Optimally we would have access to seek positions and read/write lengths, but realistically that's not going to happen unless Michael McMaster incorporates it into SCSI2SD. Presuming he doesn't do that, we're left with the challenge of faking it based on the drive access LED. It will be nothing close to "accurate," but we'll get our sounds. It also means there will be a bit of latency between the drive access and the sound.

 

Scott Squires

Well-known member
techknight's message prompted me to contact Michael McMaster about possibly making the SCSI2SD disk access data available externally. Turns out that he designed a UART header into v6 boards for future expansion purposes. Right now it's unused, but he said that he would accept contributed code to implement sending disk access information over that interface. (It would have to be a flexible protocol so that the interface could be used for other things as well.)

Using the disk activity indicator would also need to be implemented to make it universal. But it would be a very cool enhancement for users with SCSI2SD v6.

 

BadGoldEagle

Well-known member
Using the disk activity indicator would also need to be implemented to make it universal. But it would be a very cool enhancement for users with SCSI2SD v6.
Agreed. But we do need to make an universal version (even if it's not as good) for non scsi adapters.

 

aplmak

Well-known member
I had thought at one point using one of those little piezo speakers that have a pre-recorded message from a greeting card... get a short recording on it of reading and writing hard drive and powering it from the led activity light.. I think you can buy them on ebay.. I never investigated any further...

 

ahavelaar

New member
Has anyone already made a retro HDD sound emulator? I'm looking for something like that, or for good quality sound records.

 

elbaroni

Well-known member
Same applies to floppy noises, of course. I'd love it if my FloppyEmu made the floppy noises (including the buzz buzz buzz griiiiiiiind noise of a disk error when something goes wrong). 

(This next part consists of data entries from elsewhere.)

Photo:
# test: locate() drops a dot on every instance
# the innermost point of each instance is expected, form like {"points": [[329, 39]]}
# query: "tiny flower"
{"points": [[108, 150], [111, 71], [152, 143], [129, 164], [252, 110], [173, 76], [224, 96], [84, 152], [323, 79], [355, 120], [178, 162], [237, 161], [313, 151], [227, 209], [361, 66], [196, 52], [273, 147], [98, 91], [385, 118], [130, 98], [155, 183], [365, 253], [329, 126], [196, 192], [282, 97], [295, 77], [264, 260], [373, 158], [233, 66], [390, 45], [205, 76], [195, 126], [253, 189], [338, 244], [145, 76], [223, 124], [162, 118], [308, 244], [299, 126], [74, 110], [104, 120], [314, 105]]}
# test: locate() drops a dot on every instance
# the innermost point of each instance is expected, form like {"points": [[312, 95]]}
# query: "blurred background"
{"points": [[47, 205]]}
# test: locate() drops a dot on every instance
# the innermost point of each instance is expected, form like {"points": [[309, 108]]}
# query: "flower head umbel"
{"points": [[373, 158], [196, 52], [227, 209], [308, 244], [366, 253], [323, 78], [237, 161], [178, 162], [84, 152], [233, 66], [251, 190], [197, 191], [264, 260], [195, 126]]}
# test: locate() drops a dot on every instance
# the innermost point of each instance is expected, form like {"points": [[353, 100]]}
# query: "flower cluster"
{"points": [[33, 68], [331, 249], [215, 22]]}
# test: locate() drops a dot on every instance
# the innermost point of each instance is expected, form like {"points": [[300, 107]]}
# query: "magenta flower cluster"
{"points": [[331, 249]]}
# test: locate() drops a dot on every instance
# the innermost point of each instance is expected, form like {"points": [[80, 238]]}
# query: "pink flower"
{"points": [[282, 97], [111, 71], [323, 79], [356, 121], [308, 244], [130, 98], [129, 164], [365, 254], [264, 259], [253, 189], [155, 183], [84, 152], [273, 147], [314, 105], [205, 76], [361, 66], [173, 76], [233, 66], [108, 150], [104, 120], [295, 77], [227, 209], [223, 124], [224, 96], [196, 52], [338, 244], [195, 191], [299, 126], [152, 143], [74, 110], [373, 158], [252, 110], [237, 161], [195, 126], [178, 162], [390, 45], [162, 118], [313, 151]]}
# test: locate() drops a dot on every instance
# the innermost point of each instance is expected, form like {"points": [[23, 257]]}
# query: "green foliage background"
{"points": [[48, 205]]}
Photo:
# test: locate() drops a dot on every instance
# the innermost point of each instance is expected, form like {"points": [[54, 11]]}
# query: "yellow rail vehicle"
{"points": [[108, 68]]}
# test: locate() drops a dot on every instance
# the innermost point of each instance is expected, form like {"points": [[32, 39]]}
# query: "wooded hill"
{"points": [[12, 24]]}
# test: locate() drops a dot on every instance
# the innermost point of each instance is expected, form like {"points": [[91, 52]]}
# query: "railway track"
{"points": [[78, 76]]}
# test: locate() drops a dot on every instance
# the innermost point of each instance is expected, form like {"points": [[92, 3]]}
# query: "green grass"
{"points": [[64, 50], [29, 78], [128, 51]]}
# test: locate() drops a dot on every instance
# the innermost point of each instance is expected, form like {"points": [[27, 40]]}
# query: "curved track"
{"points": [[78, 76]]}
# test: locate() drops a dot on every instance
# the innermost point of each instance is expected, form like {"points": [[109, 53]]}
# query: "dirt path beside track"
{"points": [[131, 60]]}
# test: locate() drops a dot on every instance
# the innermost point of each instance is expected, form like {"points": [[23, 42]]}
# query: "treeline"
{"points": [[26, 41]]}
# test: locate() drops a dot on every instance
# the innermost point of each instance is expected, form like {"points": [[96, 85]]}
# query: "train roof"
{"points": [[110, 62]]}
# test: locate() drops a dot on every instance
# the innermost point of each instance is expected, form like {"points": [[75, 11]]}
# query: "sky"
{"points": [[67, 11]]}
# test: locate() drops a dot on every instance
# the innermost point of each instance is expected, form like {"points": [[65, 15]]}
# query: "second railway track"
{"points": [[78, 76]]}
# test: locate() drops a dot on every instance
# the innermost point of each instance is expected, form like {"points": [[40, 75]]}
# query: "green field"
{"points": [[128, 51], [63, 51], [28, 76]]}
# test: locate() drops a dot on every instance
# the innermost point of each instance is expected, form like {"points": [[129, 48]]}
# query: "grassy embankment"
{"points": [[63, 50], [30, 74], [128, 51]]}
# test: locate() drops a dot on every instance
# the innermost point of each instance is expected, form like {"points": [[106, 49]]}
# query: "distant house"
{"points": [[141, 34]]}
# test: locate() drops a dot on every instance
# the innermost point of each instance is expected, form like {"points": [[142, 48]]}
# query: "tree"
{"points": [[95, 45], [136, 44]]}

Would the LED light on a SCSI2SD work, or is that just a power indicator? (I've never hooked a light up to one of mine.)

 

dcr

Well-known member
Same applies to floppy noises, of course. I'd love it if my FloppyEmu made the floppy noises (including the buzz buzz buzz griiiiiiiind noise of a disk error when something goes wrong).
Funny thing is that I was thinking this exact same thing today--that it would be perfect if the FloppyEmu could synthesize or even just play MP3 recordings of the various floppy drive sounds.  I'm certainly not an expert, but I would think the FloppyEmu "knows" when something is being read or written, so I would tend to think it should be able to play the appropriate sounds.

Now how much added cost that would be, I don't know.